Cardiac care is no exception.

Late last month CMS released a final rule that outlined a triad of new payment programs for cardiac care. Effective from July 1, 2017 through December 31, 2021, the Cardiac Care Model will mandate participation by every hospital within nearly 100 metropolitan statistical areas (MSAs) that have populations of 50,000 or more and a minimum of 75 cases that are eligible for the acute myocardial infarction (AMI) classification. Participating MSAs will be chosen at random from those that meet the requirements.

Participating hospitals will receive episode-based reimbursements for bypass surgeries and heart attack care; the facilities will be held fiscally responsible for any and all medical care for those cases beginning with patient admission and ending 90 days after discharge.

The CMS’s final rule also addresses the Cardiac Rehabilitation Incentive Payment Model, a means for examining whether or not payment incentives are able to boost the reliance on cardiac rehabilitative services in general.

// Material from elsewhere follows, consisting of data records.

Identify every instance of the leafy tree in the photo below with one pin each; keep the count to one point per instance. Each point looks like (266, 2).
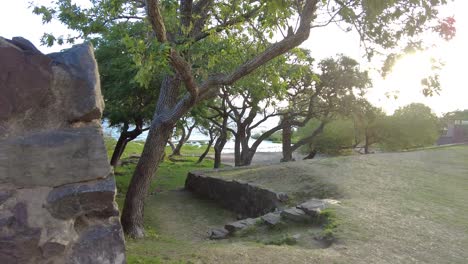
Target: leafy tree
(337, 137)
(187, 40)
(410, 127)
(341, 83)
(369, 124)
(449, 117)
(128, 103)
(183, 130)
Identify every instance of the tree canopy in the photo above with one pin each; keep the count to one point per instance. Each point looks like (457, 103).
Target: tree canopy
(196, 46)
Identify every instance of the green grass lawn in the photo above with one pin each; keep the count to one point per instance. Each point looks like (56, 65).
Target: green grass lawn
(395, 208)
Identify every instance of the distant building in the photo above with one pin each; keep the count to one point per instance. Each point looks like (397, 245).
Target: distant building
(456, 132)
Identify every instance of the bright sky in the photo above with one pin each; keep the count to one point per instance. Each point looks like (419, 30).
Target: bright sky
(17, 20)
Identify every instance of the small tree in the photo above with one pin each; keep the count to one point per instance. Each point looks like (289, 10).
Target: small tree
(411, 126)
(128, 103)
(187, 38)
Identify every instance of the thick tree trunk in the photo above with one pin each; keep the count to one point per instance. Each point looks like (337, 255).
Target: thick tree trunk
(237, 151)
(171, 145)
(125, 137)
(219, 146)
(151, 157)
(246, 157)
(311, 154)
(153, 151)
(118, 150)
(366, 144)
(176, 150)
(203, 155)
(286, 140)
(183, 138)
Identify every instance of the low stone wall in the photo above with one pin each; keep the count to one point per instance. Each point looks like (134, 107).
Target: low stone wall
(56, 186)
(243, 198)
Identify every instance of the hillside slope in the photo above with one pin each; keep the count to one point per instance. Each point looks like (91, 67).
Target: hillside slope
(395, 207)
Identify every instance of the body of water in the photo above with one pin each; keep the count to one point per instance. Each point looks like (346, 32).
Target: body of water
(196, 137)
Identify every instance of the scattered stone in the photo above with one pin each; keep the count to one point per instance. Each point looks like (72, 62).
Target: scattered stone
(272, 219)
(218, 233)
(313, 207)
(282, 197)
(241, 224)
(73, 200)
(295, 214)
(243, 198)
(331, 201)
(296, 237)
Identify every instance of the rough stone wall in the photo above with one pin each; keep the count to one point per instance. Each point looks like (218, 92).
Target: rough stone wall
(243, 198)
(56, 186)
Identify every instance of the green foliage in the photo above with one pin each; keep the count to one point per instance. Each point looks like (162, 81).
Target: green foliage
(337, 137)
(126, 99)
(330, 224)
(283, 240)
(171, 174)
(412, 126)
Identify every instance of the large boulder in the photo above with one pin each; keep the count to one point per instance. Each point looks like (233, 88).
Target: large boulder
(57, 189)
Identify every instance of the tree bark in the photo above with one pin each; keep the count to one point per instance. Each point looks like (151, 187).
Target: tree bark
(311, 154)
(153, 152)
(183, 138)
(125, 137)
(176, 150)
(169, 109)
(219, 145)
(171, 145)
(286, 140)
(366, 144)
(203, 155)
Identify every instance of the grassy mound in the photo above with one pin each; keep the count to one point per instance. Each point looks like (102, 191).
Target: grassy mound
(395, 208)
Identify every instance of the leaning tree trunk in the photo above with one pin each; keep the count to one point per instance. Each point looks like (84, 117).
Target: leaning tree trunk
(176, 150)
(125, 137)
(366, 144)
(171, 145)
(286, 140)
(247, 157)
(311, 154)
(153, 152)
(203, 155)
(118, 149)
(219, 146)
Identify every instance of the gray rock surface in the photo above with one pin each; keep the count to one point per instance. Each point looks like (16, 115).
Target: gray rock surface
(218, 233)
(295, 215)
(243, 198)
(313, 207)
(271, 219)
(239, 225)
(56, 186)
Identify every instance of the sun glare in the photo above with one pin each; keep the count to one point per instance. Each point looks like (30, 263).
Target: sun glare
(403, 85)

Slated to be implemented in nearly 50 areas across the country, this model will grant hospitals payments when they utilize services geared for cardiac rehabilitation.

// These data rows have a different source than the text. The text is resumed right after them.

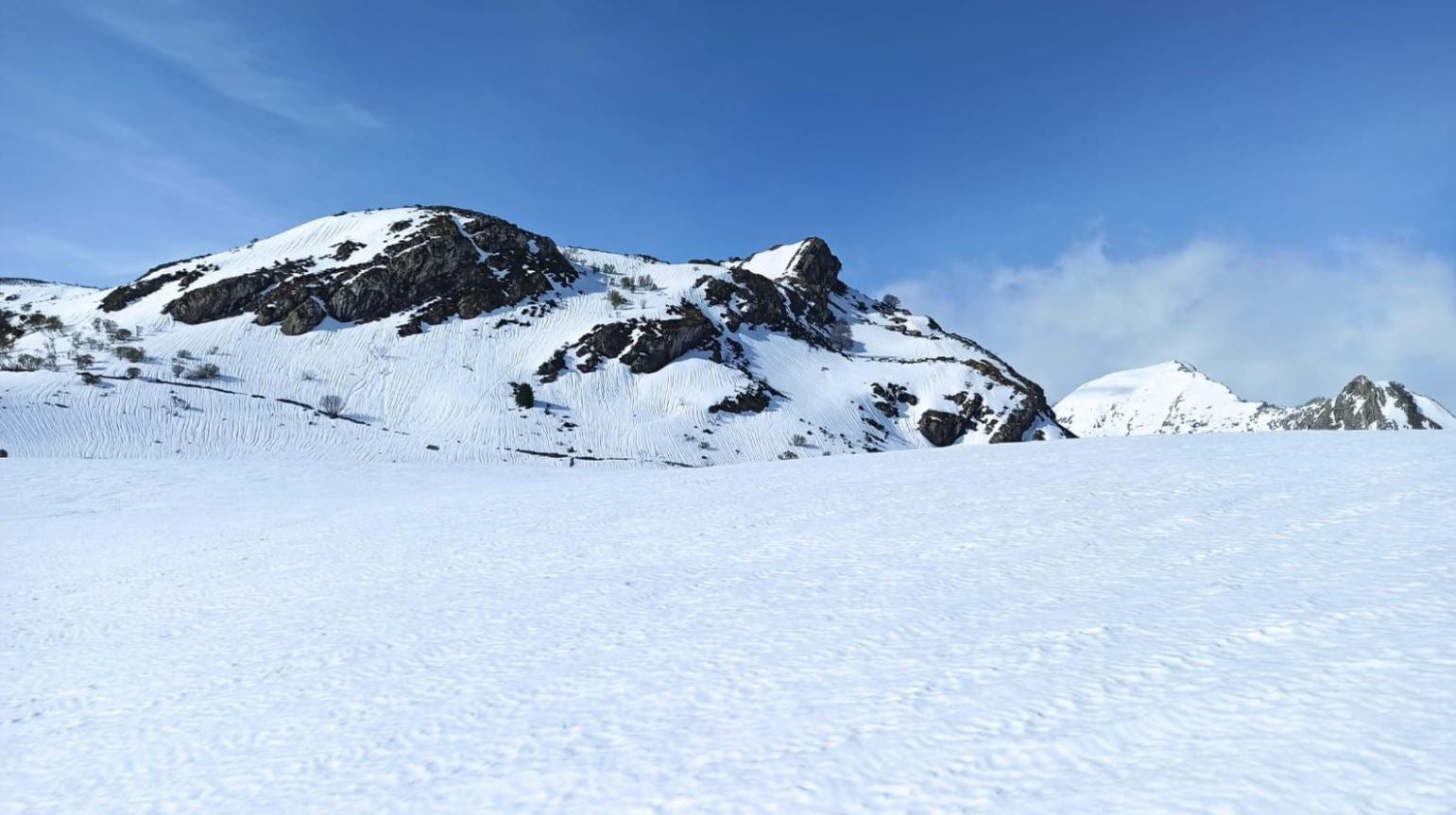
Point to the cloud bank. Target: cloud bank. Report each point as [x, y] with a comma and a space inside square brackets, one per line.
[1275, 325]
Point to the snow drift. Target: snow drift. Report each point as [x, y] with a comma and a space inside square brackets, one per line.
[422, 323]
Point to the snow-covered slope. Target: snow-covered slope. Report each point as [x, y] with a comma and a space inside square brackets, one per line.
[427, 320]
[1175, 398]
[1211, 623]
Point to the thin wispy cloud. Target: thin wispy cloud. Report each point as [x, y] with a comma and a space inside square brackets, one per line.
[1276, 325]
[222, 56]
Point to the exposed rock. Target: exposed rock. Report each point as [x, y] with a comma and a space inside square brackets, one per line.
[345, 249]
[817, 269]
[1359, 406]
[456, 263]
[606, 341]
[659, 342]
[124, 296]
[222, 298]
[755, 400]
[941, 428]
[890, 396]
[303, 319]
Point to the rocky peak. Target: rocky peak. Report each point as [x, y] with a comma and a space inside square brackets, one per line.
[433, 263]
[1364, 403]
[815, 268]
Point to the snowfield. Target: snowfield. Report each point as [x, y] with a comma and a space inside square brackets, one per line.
[1213, 623]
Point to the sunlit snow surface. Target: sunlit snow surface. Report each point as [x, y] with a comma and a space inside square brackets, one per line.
[1218, 623]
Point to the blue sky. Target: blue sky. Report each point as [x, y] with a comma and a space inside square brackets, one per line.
[982, 158]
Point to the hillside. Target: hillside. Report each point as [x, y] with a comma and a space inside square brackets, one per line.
[1213, 623]
[424, 323]
[1175, 398]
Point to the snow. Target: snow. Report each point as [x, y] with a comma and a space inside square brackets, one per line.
[777, 263]
[1434, 411]
[450, 387]
[1168, 398]
[1210, 623]
[1175, 398]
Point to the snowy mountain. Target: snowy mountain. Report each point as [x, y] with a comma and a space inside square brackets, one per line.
[431, 332]
[1175, 398]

In addition to cardiac care, joint replacement and ACO Track 1+ offer AAPM incentives

The Medicare Access and CHIP Reauthorization Act of 2015 (MACRA) offers physicians a 5% bonus when working with participating Advanced Alternative Payment Model (AAPM) facilities. The alternative cardiac models qualify as AAPMs under MACRA, but they are not the only ones.

The final CMS rule issued last month contained further announcements regarding other qualifying alternative models, including the expansion of the Comprehensive Care for Joint Replacement Model (CJR), which now includes femur and hip fractures treated surgically. The CJR will now also test bundled, quality-based payments in the area of knee and hip replacements.

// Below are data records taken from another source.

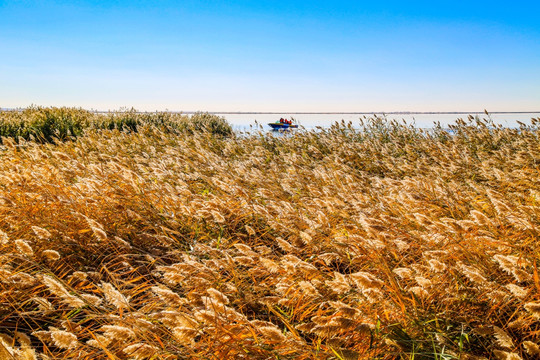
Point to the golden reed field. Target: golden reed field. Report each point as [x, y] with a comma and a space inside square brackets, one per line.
[378, 242]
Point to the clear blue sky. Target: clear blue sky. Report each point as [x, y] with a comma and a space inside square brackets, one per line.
[271, 55]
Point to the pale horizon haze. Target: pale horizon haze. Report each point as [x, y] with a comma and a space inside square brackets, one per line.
[307, 56]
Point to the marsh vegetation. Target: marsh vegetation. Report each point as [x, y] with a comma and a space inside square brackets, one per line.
[378, 242]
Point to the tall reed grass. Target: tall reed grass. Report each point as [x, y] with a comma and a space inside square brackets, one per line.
[384, 242]
[53, 124]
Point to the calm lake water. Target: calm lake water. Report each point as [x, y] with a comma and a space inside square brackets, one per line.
[246, 122]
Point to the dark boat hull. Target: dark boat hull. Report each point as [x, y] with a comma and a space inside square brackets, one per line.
[279, 126]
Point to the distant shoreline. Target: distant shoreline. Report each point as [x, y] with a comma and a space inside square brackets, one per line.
[311, 112]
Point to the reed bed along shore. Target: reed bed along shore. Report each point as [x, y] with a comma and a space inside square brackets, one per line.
[384, 242]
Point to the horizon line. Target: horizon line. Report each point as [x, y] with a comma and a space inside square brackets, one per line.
[297, 112]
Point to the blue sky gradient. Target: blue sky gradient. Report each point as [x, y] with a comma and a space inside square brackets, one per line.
[271, 55]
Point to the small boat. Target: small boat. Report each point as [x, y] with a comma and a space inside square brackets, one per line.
[284, 125]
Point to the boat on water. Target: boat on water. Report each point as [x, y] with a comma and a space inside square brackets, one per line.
[284, 124]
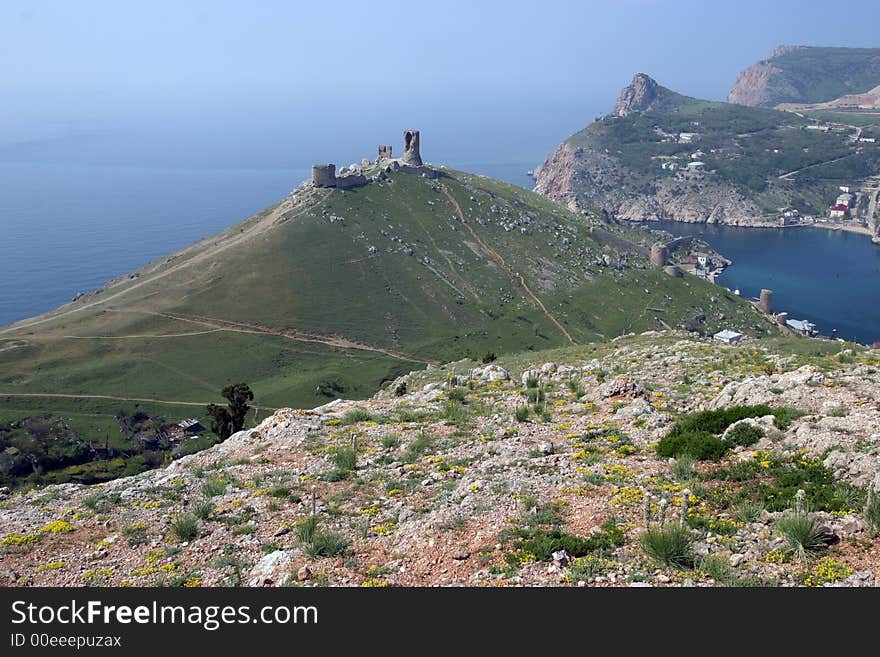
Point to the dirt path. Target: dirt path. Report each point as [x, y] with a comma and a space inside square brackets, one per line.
[114, 398]
[258, 228]
[291, 334]
[786, 176]
[504, 266]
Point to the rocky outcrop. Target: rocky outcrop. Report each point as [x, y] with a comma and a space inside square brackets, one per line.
[638, 96]
[804, 74]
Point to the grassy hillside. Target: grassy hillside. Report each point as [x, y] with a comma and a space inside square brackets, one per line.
[331, 293]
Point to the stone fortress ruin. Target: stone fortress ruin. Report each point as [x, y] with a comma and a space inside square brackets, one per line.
[358, 175]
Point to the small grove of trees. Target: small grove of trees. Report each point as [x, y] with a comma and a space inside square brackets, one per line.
[226, 421]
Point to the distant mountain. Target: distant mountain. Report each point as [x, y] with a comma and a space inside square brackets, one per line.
[335, 290]
[662, 155]
[807, 74]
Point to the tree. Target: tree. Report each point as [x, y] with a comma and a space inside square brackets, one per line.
[238, 394]
[229, 420]
[221, 421]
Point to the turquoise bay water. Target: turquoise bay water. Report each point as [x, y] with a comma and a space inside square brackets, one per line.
[831, 278]
[70, 226]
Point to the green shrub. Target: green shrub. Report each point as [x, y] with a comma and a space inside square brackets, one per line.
[214, 487]
[698, 434]
[669, 545]
[683, 468]
[185, 527]
[702, 446]
[872, 511]
[457, 394]
[356, 415]
[802, 532]
[745, 435]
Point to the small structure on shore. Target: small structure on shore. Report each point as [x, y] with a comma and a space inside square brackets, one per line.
[766, 301]
[801, 326]
[728, 337]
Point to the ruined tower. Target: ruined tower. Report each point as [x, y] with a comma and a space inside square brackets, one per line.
[324, 175]
[659, 255]
[384, 153]
[411, 153]
[766, 302]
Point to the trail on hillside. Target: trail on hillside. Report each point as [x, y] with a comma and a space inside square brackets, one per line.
[291, 334]
[258, 228]
[114, 398]
[504, 266]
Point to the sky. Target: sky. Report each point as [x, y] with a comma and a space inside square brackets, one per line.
[265, 82]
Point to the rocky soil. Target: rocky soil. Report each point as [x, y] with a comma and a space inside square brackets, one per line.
[449, 476]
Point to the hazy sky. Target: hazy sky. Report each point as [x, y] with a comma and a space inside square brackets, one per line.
[534, 70]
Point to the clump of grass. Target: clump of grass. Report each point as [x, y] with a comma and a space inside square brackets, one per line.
[683, 467]
[319, 542]
[670, 545]
[717, 567]
[203, 509]
[801, 530]
[185, 527]
[417, 448]
[356, 415]
[872, 510]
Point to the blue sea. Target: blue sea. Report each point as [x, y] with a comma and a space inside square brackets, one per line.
[69, 227]
[831, 278]
[78, 211]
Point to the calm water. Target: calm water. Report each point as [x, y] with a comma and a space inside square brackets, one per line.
[69, 226]
[831, 278]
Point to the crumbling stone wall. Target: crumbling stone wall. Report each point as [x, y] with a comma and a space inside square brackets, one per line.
[411, 154]
[324, 175]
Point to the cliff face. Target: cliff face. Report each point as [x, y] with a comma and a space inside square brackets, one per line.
[802, 74]
[637, 96]
[660, 155]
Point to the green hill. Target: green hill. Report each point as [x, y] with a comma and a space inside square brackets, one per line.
[807, 74]
[332, 292]
[662, 155]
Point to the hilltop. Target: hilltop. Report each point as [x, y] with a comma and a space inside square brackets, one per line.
[807, 74]
[539, 469]
[662, 155]
[349, 282]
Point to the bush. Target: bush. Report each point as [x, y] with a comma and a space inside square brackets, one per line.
[185, 527]
[356, 415]
[701, 445]
[669, 545]
[745, 434]
[698, 434]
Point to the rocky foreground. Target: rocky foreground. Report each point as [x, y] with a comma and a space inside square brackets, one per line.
[520, 472]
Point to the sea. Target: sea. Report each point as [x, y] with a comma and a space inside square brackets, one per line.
[829, 277]
[75, 213]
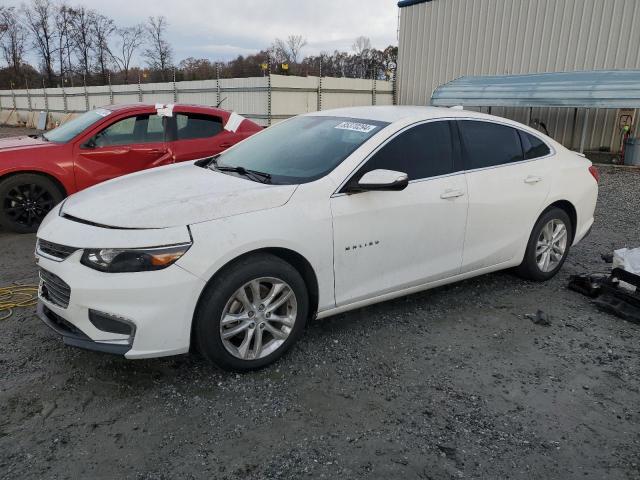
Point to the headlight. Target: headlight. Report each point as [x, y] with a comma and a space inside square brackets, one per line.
[118, 260]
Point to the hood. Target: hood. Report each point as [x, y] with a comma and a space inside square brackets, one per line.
[15, 143]
[171, 196]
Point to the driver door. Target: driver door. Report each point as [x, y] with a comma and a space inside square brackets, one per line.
[128, 145]
[385, 241]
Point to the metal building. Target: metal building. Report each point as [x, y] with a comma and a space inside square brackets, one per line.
[440, 40]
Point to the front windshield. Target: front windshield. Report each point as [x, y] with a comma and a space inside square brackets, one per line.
[302, 149]
[70, 129]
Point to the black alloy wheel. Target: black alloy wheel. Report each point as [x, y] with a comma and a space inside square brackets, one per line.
[25, 201]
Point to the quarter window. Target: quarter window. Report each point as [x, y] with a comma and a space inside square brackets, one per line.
[423, 151]
[489, 144]
[192, 125]
[532, 146]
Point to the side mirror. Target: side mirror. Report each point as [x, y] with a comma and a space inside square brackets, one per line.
[380, 180]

Another announcement within the final rule was the Medicare ACO (Accountable Care Organization) Track 1+ Model, set to commence in 2018. This is intended to put a certain payment model to the test, specifically, a structure¬ that involves less risk than the models in Tracks 2 or 3 of Medicare’s Shared Savings Program (MSSP). CMS’s goal? To pave the way for smaller practices in particular to shift to performance-based risk.

The final rule notes that the ACO Track 1+ Model will include and absorb these characteristics of MSSP’s Track 3: the ability to decide about which thresholds will be relegated for sharing of savings or losses; the assignment of beneficiaries (which would permit ACOs to gain advance notice of the patient population for which they will be responsible); and the choice to use the Skilled Nursing Facility 3-Day Rule Waiver (which can grant the ACO a wider measure of flexibility).

All of the above models will be overseen by the CMS Innovation Center, an agency given its authority via the Affordable Care Act.